11 Names Of Guys You Definitely Shifted In The Gaeltacht Back In The Day

Irish names are nothing if not predictable.

And in the glorious rite of passage that was the Gaeltacht, they served as a handy signifier of what kind of guy you were getting yourself involved with. Chances are it involved at least one, if not all, of the below...

1. Tadhg

He wanted you to call him 'Tiger'. And, in a move that still haunts you to this day, you complied.

For shame.


2. Bryan with a 'Y'


This lad, who you can be 100% certain is named 'Brian' on his birth cert, fancied himself as a shit-hot boyband member– despite the fact that he owned only one pair of jeans, and was widely reported by the lads in his house to never have showered during the entire three weeks.

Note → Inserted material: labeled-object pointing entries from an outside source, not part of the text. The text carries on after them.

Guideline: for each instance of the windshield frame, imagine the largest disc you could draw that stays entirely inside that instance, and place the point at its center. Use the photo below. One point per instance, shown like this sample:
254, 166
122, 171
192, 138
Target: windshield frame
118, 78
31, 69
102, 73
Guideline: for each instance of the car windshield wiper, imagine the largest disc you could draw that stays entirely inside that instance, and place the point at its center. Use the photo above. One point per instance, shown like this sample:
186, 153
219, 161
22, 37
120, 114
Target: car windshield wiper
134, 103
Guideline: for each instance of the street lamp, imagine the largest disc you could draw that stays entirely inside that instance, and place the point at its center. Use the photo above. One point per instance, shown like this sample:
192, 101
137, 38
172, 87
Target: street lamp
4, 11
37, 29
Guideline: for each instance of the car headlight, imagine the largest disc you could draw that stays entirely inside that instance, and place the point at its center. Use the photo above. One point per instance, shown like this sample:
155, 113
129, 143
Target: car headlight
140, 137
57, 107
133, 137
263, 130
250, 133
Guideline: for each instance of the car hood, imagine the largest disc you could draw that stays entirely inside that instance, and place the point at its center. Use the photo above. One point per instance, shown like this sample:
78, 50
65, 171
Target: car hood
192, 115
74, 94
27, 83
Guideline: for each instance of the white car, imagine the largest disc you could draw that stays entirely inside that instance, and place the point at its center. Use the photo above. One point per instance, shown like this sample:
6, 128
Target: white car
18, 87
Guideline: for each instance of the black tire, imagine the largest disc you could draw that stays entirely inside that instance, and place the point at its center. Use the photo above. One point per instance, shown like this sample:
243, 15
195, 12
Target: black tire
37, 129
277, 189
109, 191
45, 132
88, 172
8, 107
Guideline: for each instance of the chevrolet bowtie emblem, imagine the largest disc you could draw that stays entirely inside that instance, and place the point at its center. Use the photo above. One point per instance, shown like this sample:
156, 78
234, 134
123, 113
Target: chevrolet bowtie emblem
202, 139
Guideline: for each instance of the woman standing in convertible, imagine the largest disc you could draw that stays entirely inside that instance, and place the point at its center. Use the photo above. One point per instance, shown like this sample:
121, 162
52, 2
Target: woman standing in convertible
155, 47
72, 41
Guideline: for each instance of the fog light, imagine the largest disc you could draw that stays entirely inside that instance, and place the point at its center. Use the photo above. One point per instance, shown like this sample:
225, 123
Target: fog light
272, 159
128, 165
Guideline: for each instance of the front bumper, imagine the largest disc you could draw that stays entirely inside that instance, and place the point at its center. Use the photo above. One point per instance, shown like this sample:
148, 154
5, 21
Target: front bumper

If only you'd known this when you lobbed the gob on him behind the hall on the third day. Yer man outta Westlife has a lot to answer for...


3. 'Wardy'

You never knew his first name, and nor did anyone else. Including him.

4. Deco


His name was Declan, but you'd want to be fairly brave to actually call him that. The resident bad boy of the course, he was sent home on the last day for downing a naggin of vodka the previous evening, and vomming all over the Bean an Tí's flowerbed.

Thankfully, you got in there before that happened.

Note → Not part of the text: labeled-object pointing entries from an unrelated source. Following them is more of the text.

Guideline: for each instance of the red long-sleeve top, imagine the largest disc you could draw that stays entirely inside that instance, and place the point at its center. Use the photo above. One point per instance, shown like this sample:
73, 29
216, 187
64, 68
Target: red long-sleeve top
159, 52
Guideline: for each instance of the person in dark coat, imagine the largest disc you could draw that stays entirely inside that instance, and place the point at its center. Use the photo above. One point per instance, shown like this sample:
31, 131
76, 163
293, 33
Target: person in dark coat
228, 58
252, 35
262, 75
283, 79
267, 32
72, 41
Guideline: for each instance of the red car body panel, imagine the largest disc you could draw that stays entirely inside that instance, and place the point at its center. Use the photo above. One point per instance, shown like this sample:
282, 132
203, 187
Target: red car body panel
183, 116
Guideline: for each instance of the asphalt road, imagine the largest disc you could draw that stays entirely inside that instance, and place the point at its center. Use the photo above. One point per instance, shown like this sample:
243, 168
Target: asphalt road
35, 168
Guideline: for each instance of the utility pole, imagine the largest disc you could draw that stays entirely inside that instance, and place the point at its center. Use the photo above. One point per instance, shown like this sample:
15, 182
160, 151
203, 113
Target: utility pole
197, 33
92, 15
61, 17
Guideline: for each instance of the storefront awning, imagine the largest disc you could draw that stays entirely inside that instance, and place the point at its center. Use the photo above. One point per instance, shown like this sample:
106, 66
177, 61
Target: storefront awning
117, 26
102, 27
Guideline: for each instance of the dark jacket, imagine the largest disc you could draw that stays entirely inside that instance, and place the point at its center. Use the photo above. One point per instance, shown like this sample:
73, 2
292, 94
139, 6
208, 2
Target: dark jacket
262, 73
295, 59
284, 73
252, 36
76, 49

5. 'Gaillimh', 'Sligeach' or 'Leitrim'

Known universally by his county of origin, his real name never surfaced – nor did it need to. This all happened rather suddenly during the disco on the second-last night, and you haven't really given it much thought since.

6. Oisín


The D4 lad, who came in bursting with confidence and superiority, but quickly became overwhelmed by the 'country' smells and the less polished but far cooler cliques from around the land.

In the end, this turned out to be a pity shift.


7. Gavin

The guy with the guitar; the poet. Warm and friendly until you two got it on, after which he became cool and distant.

You thought it was enigmatic at the time; now you realise he was just a fucking dick.


8. Kyle

Well, well, well. Someone's parents clearly had major notions, sticking a 'y' into their kid's name – and actually writing it on the Birth Cert.

Because of this offensively foreign letter, and non-translatable name, the shy and retiring Kyle was given a terribly hard time by the teachers and cinnirí... and naturally became something of a cult hero because of it.

Also enigmatic AF, which always helps.enigmatic


9. And finally, Seán/Séamus

To this day, you don't know whether his actual name in the 'real world' is Seán/Séamus or John/James.

You thought you saw him when you were in Galway for RAG Week a while back, but the uncertainty surrounding his name meant you didn't say anything. Which is a bit of a shame, because he was a bit of aw'right.